The Internet and other computer networks are unsecure, unreliable, and will remain that way with existing technologies, according to a new report from a National Research Council (NRC) panel. The report details a plan for a long-term, federally funded research effort to make networks “trustworthy.”

The sprawling growth of the Internet has left it open to hackers and other disruptions, such as rats chewing through cables, according to the report, “Trust in Cyberspace.” Among the vulnerable points where data such as passwords can be stolen are routers that direct data packets and the servers that convert Web page names (like to numerical addresses. Add-on technologies like “firewalls” that shield internal networks can't entirely solve these problems, the report says. “We couldn't make [systems] trustworthy even if we wanted to,” says Cornell University computer scientist Fred Schneider, the panel's chair.
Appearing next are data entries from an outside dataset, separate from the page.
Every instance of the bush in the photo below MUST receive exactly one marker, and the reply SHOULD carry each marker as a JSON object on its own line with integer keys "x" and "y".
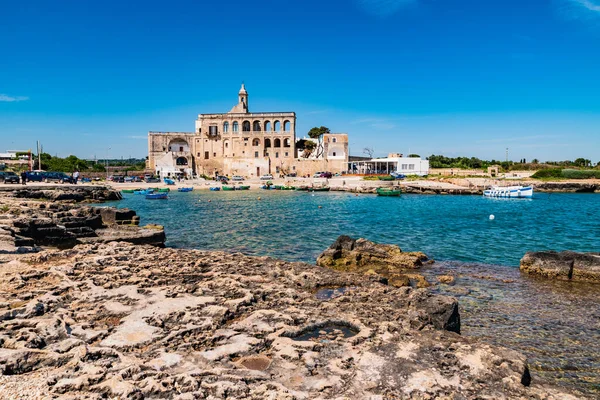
{"x": 580, "y": 174}
{"x": 548, "y": 173}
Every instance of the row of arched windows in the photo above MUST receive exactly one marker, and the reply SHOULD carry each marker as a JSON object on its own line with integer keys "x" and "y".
{"x": 256, "y": 126}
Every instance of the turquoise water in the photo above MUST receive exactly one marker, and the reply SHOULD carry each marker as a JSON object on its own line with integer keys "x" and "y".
{"x": 291, "y": 226}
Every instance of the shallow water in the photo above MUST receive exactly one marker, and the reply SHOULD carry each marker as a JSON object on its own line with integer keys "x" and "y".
{"x": 556, "y": 324}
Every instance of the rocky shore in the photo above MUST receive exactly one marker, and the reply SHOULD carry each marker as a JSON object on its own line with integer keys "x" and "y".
{"x": 109, "y": 319}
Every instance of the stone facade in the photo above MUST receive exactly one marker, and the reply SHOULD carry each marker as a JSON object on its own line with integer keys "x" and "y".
{"x": 240, "y": 143}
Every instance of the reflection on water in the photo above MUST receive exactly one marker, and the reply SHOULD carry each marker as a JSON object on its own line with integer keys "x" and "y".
{"x": 556, "y": 324}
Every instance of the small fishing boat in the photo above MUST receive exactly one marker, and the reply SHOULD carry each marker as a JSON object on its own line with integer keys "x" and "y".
{"x": 513, "y": 192}
{"x": 389, "y": 192}
{"x": 157, "y": 196}
{"x": 143, "y": 191}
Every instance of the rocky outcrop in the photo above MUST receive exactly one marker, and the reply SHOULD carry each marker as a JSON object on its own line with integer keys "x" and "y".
{"x": 122, "y": 321}
{"x": 27, "y": 225}
{"x": 364, "y": 256}
{"x": 67, "y": 193}
{"x": 566, "y": 265}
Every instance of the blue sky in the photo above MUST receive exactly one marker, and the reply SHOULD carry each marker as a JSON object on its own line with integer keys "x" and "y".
{"x": 454, "y": 77}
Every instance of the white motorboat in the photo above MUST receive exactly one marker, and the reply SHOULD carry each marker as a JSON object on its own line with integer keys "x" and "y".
{"x": 509, "y": 192}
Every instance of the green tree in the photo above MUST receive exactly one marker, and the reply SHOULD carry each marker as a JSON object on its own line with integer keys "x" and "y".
{"x": 317, "y": 133}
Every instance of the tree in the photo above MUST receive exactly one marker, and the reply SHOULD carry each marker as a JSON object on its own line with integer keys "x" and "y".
{"x": 317, "y": 133}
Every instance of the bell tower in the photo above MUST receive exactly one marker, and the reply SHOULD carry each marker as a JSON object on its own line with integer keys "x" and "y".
{"x": 243, "y": 97}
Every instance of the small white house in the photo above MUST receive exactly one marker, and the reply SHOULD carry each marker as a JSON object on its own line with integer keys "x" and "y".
{"x": 392, "y": 163}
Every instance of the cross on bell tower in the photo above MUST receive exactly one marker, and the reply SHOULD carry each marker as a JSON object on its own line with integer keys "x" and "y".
{"x": 243, "y": 96}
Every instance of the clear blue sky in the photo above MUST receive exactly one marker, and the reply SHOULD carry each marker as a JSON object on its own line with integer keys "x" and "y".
{"x": 454, "y": 77}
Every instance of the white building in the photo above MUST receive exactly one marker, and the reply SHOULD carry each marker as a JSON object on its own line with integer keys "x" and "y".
{"x": 392, "y": 163}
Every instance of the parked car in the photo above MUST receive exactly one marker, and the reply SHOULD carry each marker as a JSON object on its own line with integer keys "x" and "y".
{"x": 35, "y": 176}
{"x": 9, "y": 177}
{"x": 152, "y": 179}
{"x": 57, "y": 177}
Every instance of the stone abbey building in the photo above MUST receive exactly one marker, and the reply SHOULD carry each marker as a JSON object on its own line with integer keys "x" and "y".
{"x": 240, "y": 142}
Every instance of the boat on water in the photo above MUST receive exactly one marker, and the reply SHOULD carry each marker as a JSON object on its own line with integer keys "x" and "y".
{"x": 513, "y": 192}
{"x": 157, "y": 196}
{"x": 394, "y": 192}
{"x": 143, "y": 191}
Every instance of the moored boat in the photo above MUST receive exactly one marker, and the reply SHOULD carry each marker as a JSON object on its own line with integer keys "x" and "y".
{"x": 157, "y": 196}
{"x": 395, "y": 192}
{"x": 515, "y": 192}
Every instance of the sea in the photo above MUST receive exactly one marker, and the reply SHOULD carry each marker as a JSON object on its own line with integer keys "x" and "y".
{"x": 478, "y": 240}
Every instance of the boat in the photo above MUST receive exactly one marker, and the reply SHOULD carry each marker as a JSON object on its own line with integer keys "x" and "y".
{"x": 516, "y": 192}
{"x": 157, "y": 196}
{"x": 389, "y": 192}
{"x": 143, "y": 191}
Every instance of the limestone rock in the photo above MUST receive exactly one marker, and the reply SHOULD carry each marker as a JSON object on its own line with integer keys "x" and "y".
{"x": 566, "y": 265}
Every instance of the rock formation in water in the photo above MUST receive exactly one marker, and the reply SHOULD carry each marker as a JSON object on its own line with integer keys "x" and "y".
{"x": 125, "y": 321}
{"x": 566, "y": 265}
{"x": 366, "y": 257}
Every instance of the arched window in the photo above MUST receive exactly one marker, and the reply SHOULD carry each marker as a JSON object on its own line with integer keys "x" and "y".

The research needed to plug these gaps is too long-range and risky to interest companies and thus must be supported by the federal government, the report says. Among other things, computer scientists need to study what the major weaknesses are in existing networks, and cryptographers need to develop encryption codes that work for entire networks, not just for individuals exchanging messages. “A surprising number [of these areas] will require revolutionary things,” Schneider says.

The report, requested by the Defense Advanced Research Projects Agency and the National Security Agency, is expected to provide a blueprint for research spending in the year 2000 budget, says NRC staffer Alan Inouye. But which agencies will spend exactly how much money, he says, is the “subject of ongoing debate.”